Por eso he preferido dejarme de aburridos análisis que no sorprenderían a nadie. Porque soy una persona de izquierdas y ya saben lo que voy a decir. Además, de poco sirve criticar al contrario cuando no se es capaz de defender lo propio. Y, en estas circunstancias, créanme que me supondría un esfuerzo de demagogia que no vale la pena. Prefiero tomarme un buen Whisky a su salud, porque sean de color que sean, no tendrán más razón que los del otro. Es más, posiblemente estén equivocados en casi las mismas cosas.

Así que, en vista de la situación y decidido que es mejor darse a la bebida, me ha venido a la cabeza otra noticia que no debería ser noticia y que, al contrario que las anteriores, sí ha llamado la atención del vulgo. El titular en cuestión es: “Urdangarín, acusado de apropiarse de dinero público”. Pues bien, yo sigo sin ver nada raro. Que yo sepa, la familia real se apropia de dinero público desde que existe la institución. No sé a qué viene tanto escándalo. Si hasta lo pone en la Constitución y se vota todos los años en el Congreso…

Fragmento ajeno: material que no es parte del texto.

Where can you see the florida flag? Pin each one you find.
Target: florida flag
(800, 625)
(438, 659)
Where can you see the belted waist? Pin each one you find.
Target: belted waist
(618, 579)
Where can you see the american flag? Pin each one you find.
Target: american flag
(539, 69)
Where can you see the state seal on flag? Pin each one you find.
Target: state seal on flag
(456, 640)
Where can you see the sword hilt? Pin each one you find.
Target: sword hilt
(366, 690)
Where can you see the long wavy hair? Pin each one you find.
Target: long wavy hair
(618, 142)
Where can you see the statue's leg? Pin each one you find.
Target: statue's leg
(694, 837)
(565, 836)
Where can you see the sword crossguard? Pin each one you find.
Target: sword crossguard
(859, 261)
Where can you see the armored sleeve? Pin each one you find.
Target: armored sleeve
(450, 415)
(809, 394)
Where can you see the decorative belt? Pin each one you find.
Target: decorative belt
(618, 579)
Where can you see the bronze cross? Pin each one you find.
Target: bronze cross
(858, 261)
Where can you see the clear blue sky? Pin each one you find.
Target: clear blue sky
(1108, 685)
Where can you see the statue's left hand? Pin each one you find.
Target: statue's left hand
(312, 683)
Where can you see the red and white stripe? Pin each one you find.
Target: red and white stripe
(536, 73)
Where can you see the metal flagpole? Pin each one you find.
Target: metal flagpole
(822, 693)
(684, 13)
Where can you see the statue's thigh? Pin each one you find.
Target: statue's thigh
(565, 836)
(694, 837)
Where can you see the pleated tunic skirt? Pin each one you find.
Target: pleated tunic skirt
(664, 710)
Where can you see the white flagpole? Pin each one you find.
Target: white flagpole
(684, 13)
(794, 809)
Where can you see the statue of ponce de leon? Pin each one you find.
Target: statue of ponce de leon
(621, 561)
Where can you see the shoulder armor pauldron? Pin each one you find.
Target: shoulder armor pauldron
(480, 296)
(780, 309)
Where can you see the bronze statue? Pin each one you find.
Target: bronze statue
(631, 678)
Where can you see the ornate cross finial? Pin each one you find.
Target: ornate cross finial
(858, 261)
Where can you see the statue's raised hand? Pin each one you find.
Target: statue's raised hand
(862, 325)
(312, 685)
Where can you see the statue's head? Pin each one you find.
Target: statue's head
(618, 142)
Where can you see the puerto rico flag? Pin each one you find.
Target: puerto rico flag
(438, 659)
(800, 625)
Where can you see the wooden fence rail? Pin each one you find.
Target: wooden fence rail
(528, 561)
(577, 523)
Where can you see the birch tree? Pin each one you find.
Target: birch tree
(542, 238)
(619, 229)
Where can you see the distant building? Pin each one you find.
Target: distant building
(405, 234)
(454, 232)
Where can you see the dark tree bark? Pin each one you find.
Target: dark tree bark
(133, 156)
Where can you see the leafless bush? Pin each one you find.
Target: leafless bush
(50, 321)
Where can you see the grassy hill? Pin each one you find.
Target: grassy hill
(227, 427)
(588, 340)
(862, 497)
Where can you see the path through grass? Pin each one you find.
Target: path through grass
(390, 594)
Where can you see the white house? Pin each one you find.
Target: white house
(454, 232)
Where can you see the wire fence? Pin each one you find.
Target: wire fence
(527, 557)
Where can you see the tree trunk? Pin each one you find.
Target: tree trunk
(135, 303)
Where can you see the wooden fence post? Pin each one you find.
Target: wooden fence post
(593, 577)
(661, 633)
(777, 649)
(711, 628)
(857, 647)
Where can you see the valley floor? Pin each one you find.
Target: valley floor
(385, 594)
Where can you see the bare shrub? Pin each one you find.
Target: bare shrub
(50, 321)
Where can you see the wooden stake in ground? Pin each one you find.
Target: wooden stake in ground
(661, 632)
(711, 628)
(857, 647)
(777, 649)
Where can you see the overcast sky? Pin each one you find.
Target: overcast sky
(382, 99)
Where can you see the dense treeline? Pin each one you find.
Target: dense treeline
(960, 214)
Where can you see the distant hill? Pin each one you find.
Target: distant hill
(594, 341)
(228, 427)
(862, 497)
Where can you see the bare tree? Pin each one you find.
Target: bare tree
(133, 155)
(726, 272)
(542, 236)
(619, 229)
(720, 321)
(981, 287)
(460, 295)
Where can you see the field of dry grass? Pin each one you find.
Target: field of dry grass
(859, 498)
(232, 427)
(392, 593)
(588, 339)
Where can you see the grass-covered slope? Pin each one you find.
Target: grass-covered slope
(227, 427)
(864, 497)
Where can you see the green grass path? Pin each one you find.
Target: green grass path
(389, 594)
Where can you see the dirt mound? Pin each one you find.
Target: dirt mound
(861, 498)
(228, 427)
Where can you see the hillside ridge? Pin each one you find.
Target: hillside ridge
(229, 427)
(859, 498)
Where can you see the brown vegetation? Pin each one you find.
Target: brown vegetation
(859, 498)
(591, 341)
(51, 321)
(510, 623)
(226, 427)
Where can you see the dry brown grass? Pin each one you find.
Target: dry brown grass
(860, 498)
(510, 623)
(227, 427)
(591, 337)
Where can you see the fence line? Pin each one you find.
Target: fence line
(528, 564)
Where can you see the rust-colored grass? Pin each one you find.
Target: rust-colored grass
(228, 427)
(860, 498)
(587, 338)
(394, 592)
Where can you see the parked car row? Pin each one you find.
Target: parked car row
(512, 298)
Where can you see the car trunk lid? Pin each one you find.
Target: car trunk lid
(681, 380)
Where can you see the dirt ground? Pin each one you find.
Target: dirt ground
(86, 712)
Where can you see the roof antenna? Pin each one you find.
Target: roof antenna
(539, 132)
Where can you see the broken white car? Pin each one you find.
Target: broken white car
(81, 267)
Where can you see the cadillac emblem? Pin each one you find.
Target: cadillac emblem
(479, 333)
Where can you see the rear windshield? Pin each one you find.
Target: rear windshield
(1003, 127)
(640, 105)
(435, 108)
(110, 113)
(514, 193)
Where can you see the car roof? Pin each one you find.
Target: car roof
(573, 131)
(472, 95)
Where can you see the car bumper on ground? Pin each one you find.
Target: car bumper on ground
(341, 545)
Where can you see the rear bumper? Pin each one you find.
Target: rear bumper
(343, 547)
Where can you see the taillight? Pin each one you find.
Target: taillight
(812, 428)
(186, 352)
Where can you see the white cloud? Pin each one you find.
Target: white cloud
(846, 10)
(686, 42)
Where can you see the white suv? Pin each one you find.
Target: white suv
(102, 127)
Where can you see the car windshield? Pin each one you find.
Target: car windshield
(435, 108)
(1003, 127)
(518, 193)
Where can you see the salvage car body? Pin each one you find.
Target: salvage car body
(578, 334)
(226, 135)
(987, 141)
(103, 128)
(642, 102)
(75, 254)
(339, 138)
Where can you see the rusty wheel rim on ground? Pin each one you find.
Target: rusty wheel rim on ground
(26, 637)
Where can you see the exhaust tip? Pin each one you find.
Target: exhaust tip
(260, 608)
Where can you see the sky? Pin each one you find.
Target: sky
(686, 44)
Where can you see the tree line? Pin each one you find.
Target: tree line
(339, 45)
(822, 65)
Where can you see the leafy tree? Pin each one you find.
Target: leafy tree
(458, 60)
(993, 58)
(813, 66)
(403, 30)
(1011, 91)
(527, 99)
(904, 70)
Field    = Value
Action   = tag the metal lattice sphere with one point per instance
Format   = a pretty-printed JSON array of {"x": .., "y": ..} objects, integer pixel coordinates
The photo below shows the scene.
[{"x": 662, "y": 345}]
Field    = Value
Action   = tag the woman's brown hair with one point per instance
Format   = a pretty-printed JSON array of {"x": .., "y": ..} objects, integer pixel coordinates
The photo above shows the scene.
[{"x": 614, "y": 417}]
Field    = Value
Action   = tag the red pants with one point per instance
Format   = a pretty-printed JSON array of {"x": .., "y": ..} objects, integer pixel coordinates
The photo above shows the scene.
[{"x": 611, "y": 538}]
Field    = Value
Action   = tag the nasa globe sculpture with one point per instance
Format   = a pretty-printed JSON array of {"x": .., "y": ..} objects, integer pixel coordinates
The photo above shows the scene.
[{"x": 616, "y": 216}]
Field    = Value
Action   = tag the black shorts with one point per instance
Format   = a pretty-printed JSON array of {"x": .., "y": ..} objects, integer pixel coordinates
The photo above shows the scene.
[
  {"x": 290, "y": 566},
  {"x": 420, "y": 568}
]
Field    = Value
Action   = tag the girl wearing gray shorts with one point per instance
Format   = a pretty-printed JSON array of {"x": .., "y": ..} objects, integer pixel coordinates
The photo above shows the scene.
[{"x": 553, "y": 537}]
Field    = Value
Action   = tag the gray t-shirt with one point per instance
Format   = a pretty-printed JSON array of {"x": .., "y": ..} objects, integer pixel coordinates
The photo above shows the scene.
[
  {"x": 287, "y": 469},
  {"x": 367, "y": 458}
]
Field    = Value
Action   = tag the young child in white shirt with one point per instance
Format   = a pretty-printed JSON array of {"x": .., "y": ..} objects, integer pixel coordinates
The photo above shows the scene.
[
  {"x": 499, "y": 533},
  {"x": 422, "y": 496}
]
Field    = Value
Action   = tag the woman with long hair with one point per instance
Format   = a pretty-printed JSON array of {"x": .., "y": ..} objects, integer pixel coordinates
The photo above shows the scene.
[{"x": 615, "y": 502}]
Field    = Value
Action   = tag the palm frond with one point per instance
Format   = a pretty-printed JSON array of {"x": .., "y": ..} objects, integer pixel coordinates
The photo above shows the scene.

Ahora, alguno de ustedes, cualquiera que crea que un determinado apellido es motivo de distinción – o la Gracia de Dios, que diría Franco-, me podría amonestar: “No sea quisquilloso, que además este año se han bajado el sueldo casi 400.000 euros”. Y yo pensaré: “Madre mía, si a mí me bajasen el sueldo 400.000 euros tendría un serio problema”. Pero, bien mirado, si a alguien le bajan el sueldo casi medio millón de euros y sigue manteniendo el tren de vida, es que no será tan grave. Y no lo es: ojalá me bajasen el sueldo 400.000 euros y pasase a cobrar 8,5 millones al año. Si me lo permiten, es un contratiempo que podría llegar a asumir.

Pero ellos no, claro, noblesse oblige. Urdangarín pensó en la necesidad de cubrir la pérdida y llamó a un amiguete, Diego Torres, con quien dirige el Instituto Nóos. A lo mejor Diego, que no está legitimado para quedarse con el dinero de los españoles, advirtió a Iñaki: “Hombre, que somos una entidad sin ánimo de lucro”. Pero el yernísimo no atendió a razones, al fin y cabo estamos en crisis. Finalmente decidieron quedarse con 2,3 millones de euros del Gobierno Balear en concepto de asesorías. ¡Quién fuera capaz de dar consejos tan caros!

Y así termina esta reflexión peregrina sobre noticias de Perogrullo que a nadie deberían sorprender: nuestro pasado es nuestro presente y en el balonmano, como en la monarquía, uno se acostumbra a los pelotazos. Era cuestión de tiempo.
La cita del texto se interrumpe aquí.